Elizabeth blinked a few times, then drew her eyebrows together. "Excuse me? Even around boot camp, this Cameron guy killed someone?"
"Yes. But not in the way you'd think. One of the fellow prisoners was beaten up brutally by the supervisors during a drill, so that he passed out. The prisoners were supposed to do a team task, and the person involved was on Cameron's team. He wanted his team to be ready for action, so he gave the unconscious man ammonia to snort so he would wake up. The only problem was that the other guy choked on it when he inhaled it."
"And how did he defend himself?"
"He didn't. He said he wanted to win. And he wanted his comrade to keep fighting. That was the end of the matter for the instructors." Lance paused for a moment. "The instructors, all ex-military, liked Cameron. He was tough, disciplined, and ruthless and fit into that environment. It should have been obvious there by now that he would be best served in the Army. Preferably in a small Special Forces unit where everyone is like him, and no one has to deal with unmotivated, third-rate people who don't take their mission seriously."
"And when he got out of boot camp?"
"He immediately moved on and re-offended right away.
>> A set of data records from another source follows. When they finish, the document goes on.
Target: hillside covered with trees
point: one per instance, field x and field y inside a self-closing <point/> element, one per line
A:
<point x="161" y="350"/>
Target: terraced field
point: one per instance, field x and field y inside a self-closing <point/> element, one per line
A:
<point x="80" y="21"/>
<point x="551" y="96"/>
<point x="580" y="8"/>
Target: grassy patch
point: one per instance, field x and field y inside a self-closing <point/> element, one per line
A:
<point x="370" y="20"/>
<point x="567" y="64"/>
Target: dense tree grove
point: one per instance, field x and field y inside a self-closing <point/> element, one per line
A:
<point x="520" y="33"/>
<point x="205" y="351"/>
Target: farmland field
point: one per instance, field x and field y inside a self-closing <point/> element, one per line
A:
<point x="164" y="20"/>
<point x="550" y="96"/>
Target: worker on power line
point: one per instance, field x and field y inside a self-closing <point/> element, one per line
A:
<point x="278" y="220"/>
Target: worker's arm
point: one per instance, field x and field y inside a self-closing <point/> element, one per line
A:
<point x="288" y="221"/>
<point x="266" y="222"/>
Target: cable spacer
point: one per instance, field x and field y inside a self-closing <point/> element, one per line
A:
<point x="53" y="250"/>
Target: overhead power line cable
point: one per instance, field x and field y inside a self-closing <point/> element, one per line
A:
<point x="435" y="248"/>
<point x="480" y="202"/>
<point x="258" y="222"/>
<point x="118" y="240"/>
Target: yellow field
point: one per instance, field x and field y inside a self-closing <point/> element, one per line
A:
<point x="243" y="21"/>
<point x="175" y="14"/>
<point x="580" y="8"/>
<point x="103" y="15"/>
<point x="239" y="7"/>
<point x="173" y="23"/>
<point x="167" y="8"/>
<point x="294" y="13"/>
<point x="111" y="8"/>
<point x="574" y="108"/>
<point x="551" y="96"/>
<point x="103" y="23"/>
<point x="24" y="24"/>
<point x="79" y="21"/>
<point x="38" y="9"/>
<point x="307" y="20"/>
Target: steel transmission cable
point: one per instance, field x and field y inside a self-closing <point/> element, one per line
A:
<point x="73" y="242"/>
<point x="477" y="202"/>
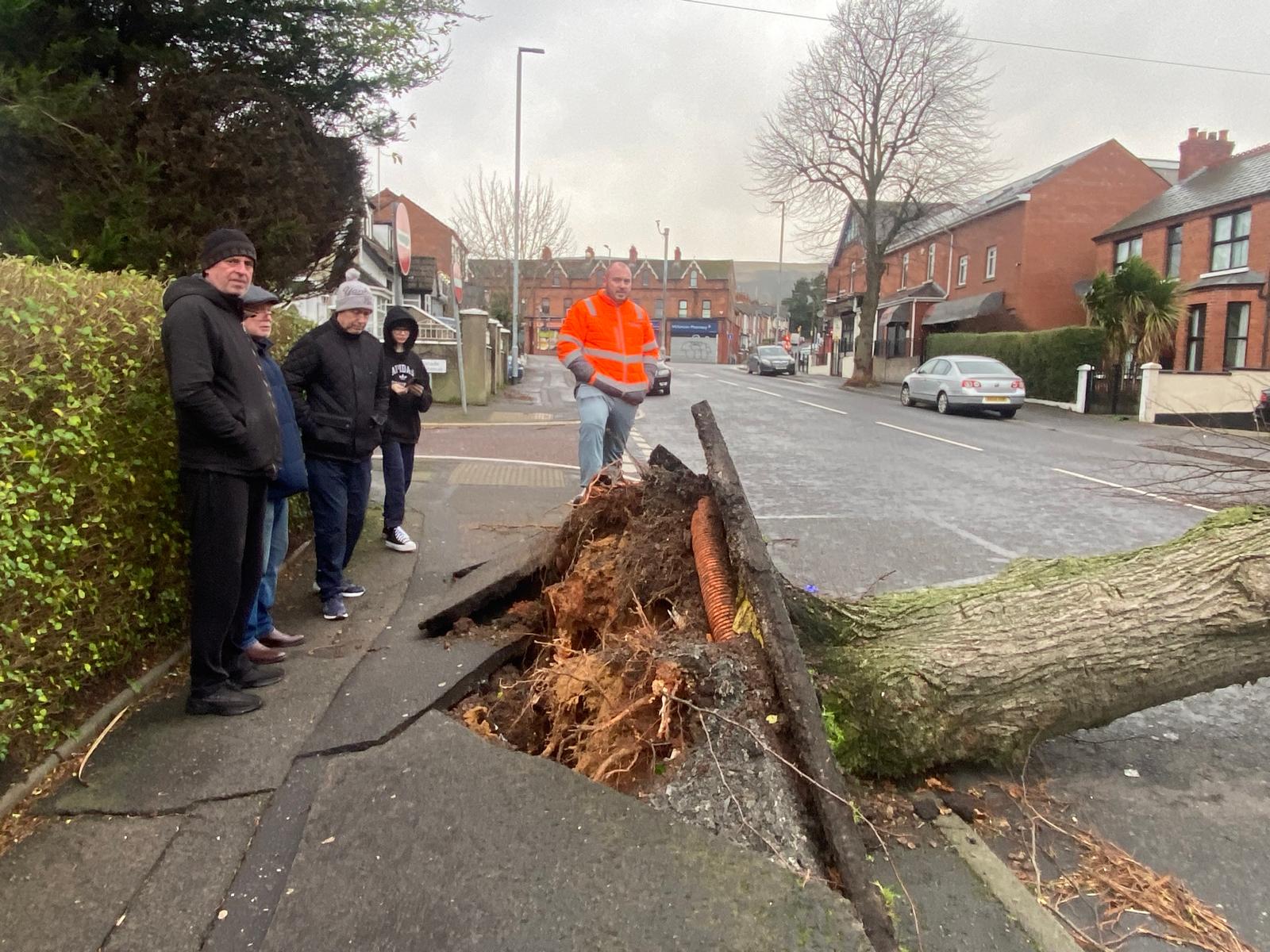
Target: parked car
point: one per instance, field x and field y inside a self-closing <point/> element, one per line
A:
<point x="770" y="359"/>
<point x="963" y="382"/>
<point x="662" y="380"/>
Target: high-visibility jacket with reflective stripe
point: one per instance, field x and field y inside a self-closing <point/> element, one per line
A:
<point x="615" y="342"/>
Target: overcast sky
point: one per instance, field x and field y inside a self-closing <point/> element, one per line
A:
<point x="645" y="109"/>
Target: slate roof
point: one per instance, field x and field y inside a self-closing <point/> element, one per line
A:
<point x="929" y="289"/>
<point x="1238" y="177"/>
<point x="986" y="203"/>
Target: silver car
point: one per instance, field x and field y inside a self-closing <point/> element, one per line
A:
<point x="770" y="359"/>
<point x="960" y="382"/>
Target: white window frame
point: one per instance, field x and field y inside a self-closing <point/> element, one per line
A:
<point x="1132" y="247"/>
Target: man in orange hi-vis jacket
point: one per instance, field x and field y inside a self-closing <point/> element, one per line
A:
<point x="607" y="342"/>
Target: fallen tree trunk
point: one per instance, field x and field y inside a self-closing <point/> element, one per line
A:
<point x="978" y="673"/>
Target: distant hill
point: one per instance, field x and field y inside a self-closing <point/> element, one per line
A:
<point x="766" y="282"/>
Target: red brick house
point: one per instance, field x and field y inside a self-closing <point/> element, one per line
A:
<point x="429" y="239"/>
<point x="1010" y="259"/>
<point x="705" y="323"/>
<point x="1212" y="232"/>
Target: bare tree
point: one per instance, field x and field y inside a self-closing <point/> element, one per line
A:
<point x="883" y="121"/>
<point x="484" y="216"/>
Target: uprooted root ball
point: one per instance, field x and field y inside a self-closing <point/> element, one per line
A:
<point x="598" y="695"/>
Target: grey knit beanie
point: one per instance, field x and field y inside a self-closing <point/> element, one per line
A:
<point x="352" y="294"/>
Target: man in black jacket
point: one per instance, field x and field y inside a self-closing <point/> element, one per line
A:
<point x="229" y="447"/>
<point x="410" y="397"/>
<point x="340" y="384"/>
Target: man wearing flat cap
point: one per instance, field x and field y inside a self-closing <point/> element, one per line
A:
<point x="229" y="447"/>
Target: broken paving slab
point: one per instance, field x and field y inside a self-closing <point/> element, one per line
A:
<point x="440" y="839"/>
<point x="406" y="674"/>
<point x="179" y="898"/>
<point x="65" y="886"/>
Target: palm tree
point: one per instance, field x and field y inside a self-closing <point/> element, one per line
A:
<point x="1137" y="308"/>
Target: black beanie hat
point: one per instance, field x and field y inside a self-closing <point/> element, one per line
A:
<point x="225" y="243"/>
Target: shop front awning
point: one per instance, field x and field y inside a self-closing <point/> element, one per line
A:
<point x="895" y="314"/>
<point x="964" y="309"/>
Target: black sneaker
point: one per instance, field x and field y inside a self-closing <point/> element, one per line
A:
<point x="256" y="678"/>
<point x="224" y="701"/>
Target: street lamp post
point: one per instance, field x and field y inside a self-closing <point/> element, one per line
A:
<point x="780" y="267"/>
<point x="666" y="267"/>
<point x="516" y="225"/>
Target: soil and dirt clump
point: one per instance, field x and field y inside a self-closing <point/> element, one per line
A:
<point x="624" y="685"/>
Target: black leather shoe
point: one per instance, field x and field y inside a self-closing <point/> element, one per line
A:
<point x="224" y="701"/>
<point x="256" y="678"/>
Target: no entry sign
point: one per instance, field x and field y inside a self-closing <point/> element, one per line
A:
<point x="402" y="232"/>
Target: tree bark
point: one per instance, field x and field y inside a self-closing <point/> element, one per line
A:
<point x="979" y="673"/>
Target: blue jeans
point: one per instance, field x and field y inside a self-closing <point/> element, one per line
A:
<point x="277" y="535"/>
<point x="398" y="469"/>
<point x="606" y="423"/>
<point x="338" y="493"/>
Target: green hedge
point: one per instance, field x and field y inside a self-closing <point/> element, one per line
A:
<point x="1047" y="359"/>
<point x="92" y="551"/>
<point x="90" y="547"/>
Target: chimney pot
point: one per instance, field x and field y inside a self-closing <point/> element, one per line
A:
<point x="1203" y="150"/>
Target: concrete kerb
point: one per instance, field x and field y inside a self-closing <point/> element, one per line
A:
<point x="1041" y="926"/>
<point x="92" y="727"/>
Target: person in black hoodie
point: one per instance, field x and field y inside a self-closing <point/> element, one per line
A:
<point x="229" y="447"/>
<point x="410" y="397"/>
<point x="260" y="640"/>
<point x="340" y="384"/>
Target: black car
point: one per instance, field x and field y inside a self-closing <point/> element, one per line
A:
<point x="662" y="381"/>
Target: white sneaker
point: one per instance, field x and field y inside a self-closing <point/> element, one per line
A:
<point x="398" y="541"/>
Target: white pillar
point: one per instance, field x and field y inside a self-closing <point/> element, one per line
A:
<point x="1083" y="385"/>
<point x="1149" y="382"/>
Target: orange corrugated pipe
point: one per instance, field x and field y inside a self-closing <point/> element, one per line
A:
<point x="710" y="554"/>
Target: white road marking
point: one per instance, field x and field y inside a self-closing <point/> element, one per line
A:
<point x="929" y="436"/>
<point x="827" y="516"/>
<point x="971" y="537"/>
<point x="495" y="460"/>
<point x="821" y="406"/>
<point x="1132" y="489"/>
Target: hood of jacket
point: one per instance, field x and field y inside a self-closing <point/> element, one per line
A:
<point x="197" y="286"/>
<point x="399" y="317"/>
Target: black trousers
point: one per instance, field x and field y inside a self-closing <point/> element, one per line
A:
<point x="225" y="520"/>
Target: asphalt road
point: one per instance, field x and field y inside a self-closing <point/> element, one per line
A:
<point x="859" y="493"/>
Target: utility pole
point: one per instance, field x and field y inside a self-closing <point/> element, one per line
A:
<point x="666" y="268"/>
<point x="516" y="225"/>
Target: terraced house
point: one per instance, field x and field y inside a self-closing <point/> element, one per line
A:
<point x="1014" y="258"/>
<point x="704" y="324"/>
<point x="1212" y="232"/>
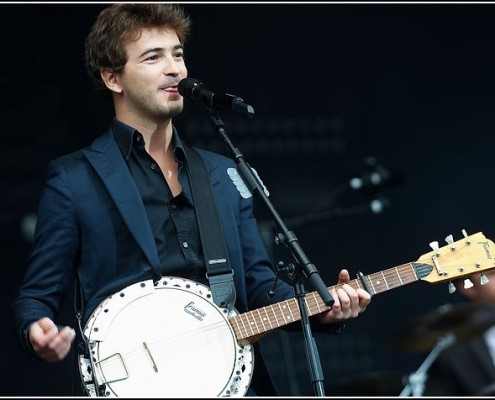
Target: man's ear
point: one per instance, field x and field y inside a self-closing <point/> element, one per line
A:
<point x="111" y="80"/>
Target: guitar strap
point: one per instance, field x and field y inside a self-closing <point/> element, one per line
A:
<point x="219" y="270"/>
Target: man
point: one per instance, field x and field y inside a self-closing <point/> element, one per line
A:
<point x="122" y="211"/>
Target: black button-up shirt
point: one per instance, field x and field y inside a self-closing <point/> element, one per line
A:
<point x="172" y="219"/>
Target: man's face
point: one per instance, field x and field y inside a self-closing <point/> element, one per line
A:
<point x="155" y="65"/>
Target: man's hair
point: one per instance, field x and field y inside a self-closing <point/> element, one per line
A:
<point x="121" y="22"/>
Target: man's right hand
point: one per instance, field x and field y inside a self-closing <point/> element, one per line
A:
<point x="50" y="343"/>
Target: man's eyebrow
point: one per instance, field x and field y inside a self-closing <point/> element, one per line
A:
<point x="158" y="49"/>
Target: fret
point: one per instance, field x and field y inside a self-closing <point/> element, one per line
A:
<point x="265" y="309"/>
<point x="282" y="311"/>
<point x="261" y="320"/>
<point x="385" y="280"/>
<point x="371" y="283"/>
<point x="250" y="323"/>
<point x="275" y="315"/>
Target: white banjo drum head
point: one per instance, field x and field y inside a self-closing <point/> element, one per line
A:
<point x="168" y="340"/>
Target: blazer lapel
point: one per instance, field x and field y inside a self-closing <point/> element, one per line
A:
<point x="107" y="160"/>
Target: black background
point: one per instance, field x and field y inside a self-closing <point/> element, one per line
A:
<point x="409" y="84"/>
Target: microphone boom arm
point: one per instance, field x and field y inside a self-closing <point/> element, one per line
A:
<point x="286" y="236"/>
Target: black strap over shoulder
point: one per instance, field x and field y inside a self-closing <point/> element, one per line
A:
<point x="219" y="270"/>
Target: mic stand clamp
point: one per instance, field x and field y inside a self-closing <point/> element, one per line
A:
<point x="288" y="238"/>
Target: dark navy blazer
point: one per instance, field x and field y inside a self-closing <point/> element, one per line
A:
<point x="92" y="221"/>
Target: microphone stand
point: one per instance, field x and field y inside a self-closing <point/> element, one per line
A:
<point x="288" y="238"/>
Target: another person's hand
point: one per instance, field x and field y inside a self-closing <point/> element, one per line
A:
<point x="50" y="343"/>
<point x="349" y="302"/>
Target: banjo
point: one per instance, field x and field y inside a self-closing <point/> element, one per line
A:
<point x="169" y="339"/>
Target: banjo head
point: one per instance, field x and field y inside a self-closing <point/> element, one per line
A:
<point x="164" y="340"/>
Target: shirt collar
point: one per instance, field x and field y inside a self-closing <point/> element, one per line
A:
<point x="126" y="135"/>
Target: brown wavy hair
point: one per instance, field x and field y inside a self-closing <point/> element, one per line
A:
<point x="120" y="22"/>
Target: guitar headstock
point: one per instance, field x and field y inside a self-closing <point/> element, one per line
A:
<point x="467" y="256"/>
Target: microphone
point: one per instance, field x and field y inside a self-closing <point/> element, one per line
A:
<point x="194" y="89"/>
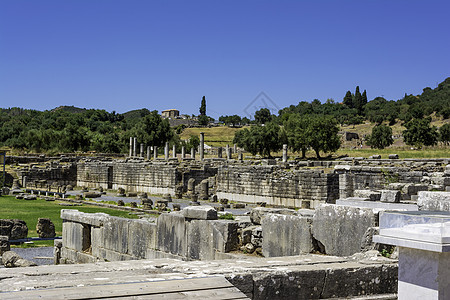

He should have been put in an elite unit right away. But that didn't work because of his record and the numerous offenses. He was useless, although he was extremely well-suited for certain things. Well, and then the psychologists at the CIA had a brilliant idea."
Elizabeth took a deep breath and leaned back in her chair. "Unknown Warfare."
"Exactly. You knew the killer would kill again and again, and it was in his nature. Or is, more accurately. On top of that, he was very good at fitting into hierarchies, which made him a top organized killer."
Katherine looked at the others, frowning. "Normal psychopaths can't do that. Not the ones who get violent, anyway. They're lone wolves and usually don't think about the big picture. It seems to be different with Cameron."
"That means he's ruthless enough to kill indiscriminately but has enough discipline to obey orders?" asked Elizabeth, her eyebrows drawn together.
"That seems to be the case," Lance said. "He has everything a killing machine needs."
"And where is he in Boston? Is that in the file?"
Silence.
"Lance," Elizabeth said, "do you know where he lives in Boston?"
Still silence.
"Lance?" said Williams now, rising from his chair. "What's the matter? Are you still there?"
But there was no more sound.
xxx
Lance looked at his office door.
It had opened as if by magic.
He knew the man standing there well, for he was a ghost.
Lance knew what this man was doing.
And the man knew what Lance Williams had done.
And Lance, in turn, knew what was coming now.
The man was known within the Agency only as The Spectre. Everyone hoped he didn't know that nickname, but it was naive to think anything would escape him. Nothing escaped The Spectre. Neither what concerned himself nor what was going on in the Agency.
Lance saw the pale eyes that fixed him like the laser pointer of a sniper rifle. The man's thin, bony hand pointed alternately at Lance, the cell phone, and the computer screen. In his other hand, he held a packet of paper that looked familiar to Lance. That's because he had just scanned some of it with his smartphone and emailed to his uncle in Boston.
"Damn it, Lance," said Ken Wyatt, director of the NCS, the intelligence coordination center, in a pressed, therefore all the more menacing voice. "What the hell are you doing?"